“The plush, animated mezzo-soprano Isabel Leonard is a beguiling Cherubino, the count’s page…that this Cherubino is 100 percent hormones was palpable in Ms. Leonard’s singing of the breathless aria ‘Non so più,’ in which the young man tells of being so swept up with longing for every woman he sees that he goes through each day trembling with elation and utter confusion.”
Anthony Tommasini, New York Times, 23 September 2014
“Isabel Leonard’s libidinous Cherubino made the adolescent a worthy rival of the Count.”
George Loomis, Financial Times, 23 September 2014
“Isabel Leonard is a marvelous Cherubino, squirming and lusting and leering and ducking as if she had been reborn as a teenage boy, but with the voice of a confident woman.”
Justin Davinson, New York Magazine, 24 September 2014
“Isabel Leonard is perfectly ardent and amusing as the love-struck young man Cherubino, who ends up dressing like a girl — and takes to it like a duck in heels.”
Joe Dziemianowicz, New York Daily News, 23 September 2014
“My new favorite Cherubino, mezzo-soprano Isabel Leonard, was all unrestrained boyishness that gave way to the stumbling awe of adolescent feelings in ‘Voi che sapete.’ It was a stunning moment, and you could tell that Levine was having a great time, too. He brought down the da capo volume to such a whisper that this Cherubino was able to savor, as if entranced in a prayer, the possibility that what he felt in his heart might be love.”

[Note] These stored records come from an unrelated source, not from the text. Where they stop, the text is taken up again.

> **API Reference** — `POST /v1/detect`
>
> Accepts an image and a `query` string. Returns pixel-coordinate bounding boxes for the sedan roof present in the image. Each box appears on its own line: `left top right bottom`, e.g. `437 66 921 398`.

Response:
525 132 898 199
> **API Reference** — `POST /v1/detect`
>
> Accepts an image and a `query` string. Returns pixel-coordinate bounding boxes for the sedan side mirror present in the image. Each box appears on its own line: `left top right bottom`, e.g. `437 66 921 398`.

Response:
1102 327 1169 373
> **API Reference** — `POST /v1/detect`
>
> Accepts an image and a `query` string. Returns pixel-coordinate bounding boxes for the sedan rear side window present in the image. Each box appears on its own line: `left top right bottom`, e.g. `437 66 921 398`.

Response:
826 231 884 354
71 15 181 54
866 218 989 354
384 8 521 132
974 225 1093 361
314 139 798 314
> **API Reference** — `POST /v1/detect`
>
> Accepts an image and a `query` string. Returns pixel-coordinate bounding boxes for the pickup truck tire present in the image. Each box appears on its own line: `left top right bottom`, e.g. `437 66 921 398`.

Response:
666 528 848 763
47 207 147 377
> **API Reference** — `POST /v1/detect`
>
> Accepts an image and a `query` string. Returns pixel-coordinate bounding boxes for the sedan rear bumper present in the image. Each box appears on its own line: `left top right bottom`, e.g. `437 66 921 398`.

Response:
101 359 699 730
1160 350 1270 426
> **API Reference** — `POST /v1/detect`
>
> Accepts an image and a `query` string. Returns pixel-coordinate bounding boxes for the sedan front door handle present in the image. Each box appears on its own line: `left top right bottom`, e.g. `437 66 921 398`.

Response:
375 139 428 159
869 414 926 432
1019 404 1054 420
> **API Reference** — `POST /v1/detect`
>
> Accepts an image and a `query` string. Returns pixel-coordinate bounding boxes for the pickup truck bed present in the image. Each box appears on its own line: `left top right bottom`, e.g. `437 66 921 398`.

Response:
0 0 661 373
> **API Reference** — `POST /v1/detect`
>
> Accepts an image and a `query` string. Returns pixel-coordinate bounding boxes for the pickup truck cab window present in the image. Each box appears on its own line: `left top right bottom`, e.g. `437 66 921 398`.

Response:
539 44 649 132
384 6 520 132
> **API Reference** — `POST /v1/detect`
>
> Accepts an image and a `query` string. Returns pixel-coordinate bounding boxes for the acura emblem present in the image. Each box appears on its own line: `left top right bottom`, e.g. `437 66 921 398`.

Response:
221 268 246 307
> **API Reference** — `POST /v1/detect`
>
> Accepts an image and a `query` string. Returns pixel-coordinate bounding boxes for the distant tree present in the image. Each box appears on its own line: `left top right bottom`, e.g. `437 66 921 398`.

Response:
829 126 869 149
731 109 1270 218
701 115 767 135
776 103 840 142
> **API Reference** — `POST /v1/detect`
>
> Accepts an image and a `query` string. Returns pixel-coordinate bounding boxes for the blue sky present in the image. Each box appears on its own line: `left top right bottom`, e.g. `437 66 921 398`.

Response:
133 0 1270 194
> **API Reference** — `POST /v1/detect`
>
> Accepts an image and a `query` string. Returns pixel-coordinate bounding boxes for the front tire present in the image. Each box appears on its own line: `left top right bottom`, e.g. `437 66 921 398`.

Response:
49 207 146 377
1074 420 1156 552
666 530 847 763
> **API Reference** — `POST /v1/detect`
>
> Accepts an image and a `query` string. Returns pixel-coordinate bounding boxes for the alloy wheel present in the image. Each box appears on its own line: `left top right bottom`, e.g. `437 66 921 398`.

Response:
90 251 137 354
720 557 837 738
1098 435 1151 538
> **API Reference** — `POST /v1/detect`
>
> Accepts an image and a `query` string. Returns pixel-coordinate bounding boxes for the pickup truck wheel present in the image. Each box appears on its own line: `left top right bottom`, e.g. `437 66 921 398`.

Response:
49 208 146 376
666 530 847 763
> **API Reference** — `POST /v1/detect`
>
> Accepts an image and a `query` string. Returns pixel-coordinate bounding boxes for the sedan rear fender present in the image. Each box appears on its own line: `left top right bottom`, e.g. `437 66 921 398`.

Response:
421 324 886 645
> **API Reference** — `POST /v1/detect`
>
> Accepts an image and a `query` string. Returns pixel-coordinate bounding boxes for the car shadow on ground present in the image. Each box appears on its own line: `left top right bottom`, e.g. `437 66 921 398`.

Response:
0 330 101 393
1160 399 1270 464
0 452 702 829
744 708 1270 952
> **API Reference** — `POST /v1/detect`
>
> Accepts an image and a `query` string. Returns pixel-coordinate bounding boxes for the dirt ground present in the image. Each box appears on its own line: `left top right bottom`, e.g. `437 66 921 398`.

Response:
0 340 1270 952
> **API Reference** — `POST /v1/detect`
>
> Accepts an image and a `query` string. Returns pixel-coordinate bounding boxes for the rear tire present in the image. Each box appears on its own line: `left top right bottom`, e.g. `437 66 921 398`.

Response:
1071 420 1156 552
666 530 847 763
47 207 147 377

Nancy Malitz, Classical Voice North America, 25 September 2014
“A key asset was Isabel Leonard’s Cherubino: Vocally charming (aren’t most of them?), she was the most convincingly boyish singer I’ve seen in that role, different from Frederica von Stade’s more physically contained portrayal, instead striking out in all directions on the stage with intense emotional undercurrents. One example: When sent off to war with mocking military salutes from Figaro and Susanna, Leonard threw herself into Susanna’s arms in a touching show of adolescent anguish. All of Leonard’s stage time had the solid ring of truth, accentuating the sense of realism among those around her.”
David Patrick Stearns, WQXR, 23 September 2014
“American mezzo-soprano Isabel Leonard as Cherubino, the count’s page, was convincing as the hormone-driven teenage boy in love with every woman he sees. She dispatched his two arias with gorgeous tone and natural feeling, swinging between the extremes of a now passionate, now reflective youth.”
Examiner, 24 September 2014
“Leonard, a young mezzo destined for a stellar career, has to be the most engaging page since Frederica von Stade.”
Manuela Hoelterhoff, Bloomberg, 26 September 2014
“And the hometown mezzo Isabel Leonard is a joy in the trouser role of Cherubino, the pageboy who falls in love with every woman he sees. The scene in which Susanna and the Countess dress him as a woman — in fact, a woman playing a man playing a woman — is a highlight of the evening.”
Wilborn Hampton, Huffington Post, 26 September 2014
“Isabel Leonard looked delightful as Cherubino and sang beautifully…”
John Rockwell, Opera, December 2014
“Isabel Leonard’s Cherubino is a proven commodity in New York; looking especially toothsome and singing with an extra measure of grace, she stole every scene she was in.”